The daily death total in the United States exceeded 1,000 for the first time in weeks yesteray, as the Centers for Disease Control and Prevention said there were far more infections than have been reported.
The news came as President Trump abandoned his consistently rosy forecasts and told reporters during his first coronavirus briefing since April that the outbreak would probably “get worse before it gets better.”
Having previously described recent outbreaks around the country as just “embers” of the virus, Trump conceded that there were now “big fires,” particularly in Florida and elsewhere across the South and West.
He also reversed his resistance to masks, for the first time imploring Americans to wear them and acknowledging that “they have an impact.”
Trump was asked about the whereabouts of Dr. Anthony Fauci, who had said on CNN earlier Tuesday that he hadn’t gotten an invite.
‘I was not invited up to this point,’ Fauci said, just an hour before Trump was set to take the podium and speak about the coronavirus.
The seven-day average of deaths in the United States reached 810 on Tuesday, up from an average of about 475 in early July.
Public health experts have warned for weeks that deaths would trail new cases by about a month and case counts have risen substantially since mid-June, when states began lifting stay-at-home orders and reopening businesses.
There were 65,449 new cases yesterday.
But the number of people infected with the coronavirus in different parts of the United States has been anywhere from two to 13 times higher than the reported rates for those regions, according to data released Tuesday by the C.D.C.
“These data continue to show that the number of people who have been infected with the virus that causes Covid-19 far exceeds the number of reported cases,” Dr. Fiona Havers, the C.D.C. researcher who led the study, said in an email. “Many of these people likely had no symptoms or mild illness and may have had no idea that they were infected.”

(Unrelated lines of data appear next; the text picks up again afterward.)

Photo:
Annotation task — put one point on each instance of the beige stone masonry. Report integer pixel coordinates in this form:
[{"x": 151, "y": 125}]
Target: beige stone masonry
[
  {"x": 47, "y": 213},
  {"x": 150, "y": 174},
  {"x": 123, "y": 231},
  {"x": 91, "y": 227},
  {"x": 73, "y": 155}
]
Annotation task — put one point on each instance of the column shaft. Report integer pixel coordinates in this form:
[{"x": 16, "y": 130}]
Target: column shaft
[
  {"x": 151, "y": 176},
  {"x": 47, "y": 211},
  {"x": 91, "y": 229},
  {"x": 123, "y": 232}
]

Democratic House Speaker Nancy Pelosi has called the coronavirus the ‘Trump virus’, criticizing Trump for failures in his response to the pandemic.

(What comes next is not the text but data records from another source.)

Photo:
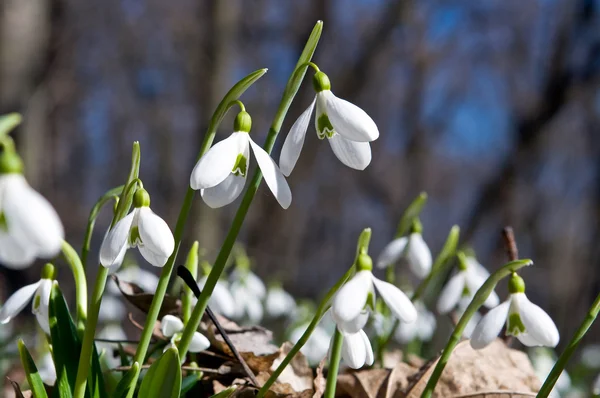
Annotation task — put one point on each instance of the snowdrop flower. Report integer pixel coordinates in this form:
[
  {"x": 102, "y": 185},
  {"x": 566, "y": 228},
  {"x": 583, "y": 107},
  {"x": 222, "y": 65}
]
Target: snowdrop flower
[
  {"x": 279, "y": 302},
  {"x": 414, "y": 248},
  {"x": 347, "y": 128},
  {"x": 221, "y": 173},
  {"x": 543, "y": 361},
  {"x": 524, "y": 320},
  {"x": 422, "y": 329},
  {"x": 248, "y": 291},
  {"x": 47, "y": 370},
  {"x": 221, "y": 300},
  {"x": 142, "y": 229},
  {"x": 29, "y": 225},
  {"x": 39, "y": 292},
  {"x": 172, "y": 327},
  {"x": 349, "y": 304},
  {"x": 465, "y": 283}
]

Appearing on CNN last night, Pelosi told Wolf Blitzer that the president had made a bad situation worse.
She said the pandemic was still raging ‘because of his inaction’.
She added: ‘Clearly it is the Trump virus.’

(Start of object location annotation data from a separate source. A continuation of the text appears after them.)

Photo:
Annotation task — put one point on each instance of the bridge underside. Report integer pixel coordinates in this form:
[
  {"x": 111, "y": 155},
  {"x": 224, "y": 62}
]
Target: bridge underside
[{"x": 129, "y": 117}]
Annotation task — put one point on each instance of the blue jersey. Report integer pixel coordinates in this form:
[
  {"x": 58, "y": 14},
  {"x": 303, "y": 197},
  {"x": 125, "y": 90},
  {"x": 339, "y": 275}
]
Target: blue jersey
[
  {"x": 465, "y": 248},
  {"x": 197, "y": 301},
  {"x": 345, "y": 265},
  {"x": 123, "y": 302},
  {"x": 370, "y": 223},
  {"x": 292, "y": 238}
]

Republican leaders labored yesterday to avert a party revolt over the next round of coronavirus aid, announcing that they planned to provide $105 billion for schools, direct payments to American families and more aid for struggling small businesses.
Even as Senator Mitch McConnell of Kentucky, the majority leader, divulged details of his emerging plan, which is expected to be worth roughly $1 trillion, Trump had yet to sign on and Republicans remained deeply divided over several key elements.
Ahead of what are expected to be difficult negotiations with Democrats, Senate Republicans and White House officials were fighting over how much money to devote to testing and to the federal health agencies on the front lines of the virus response; whether to include a payroll tax cut that Trump has demanded; and how to address the expiration of the enhanced unemployment benefits at the end of the month.
Trump yesterday offered a positive assessment of the economy: “We are in a pandemic, and yet we are producing tremendous numbers of jobs,” he said during his virus-focused news conference.
While it is true that nearly five million positions were brought back in June, over all the United States is still down about 14.7 million jobs since February.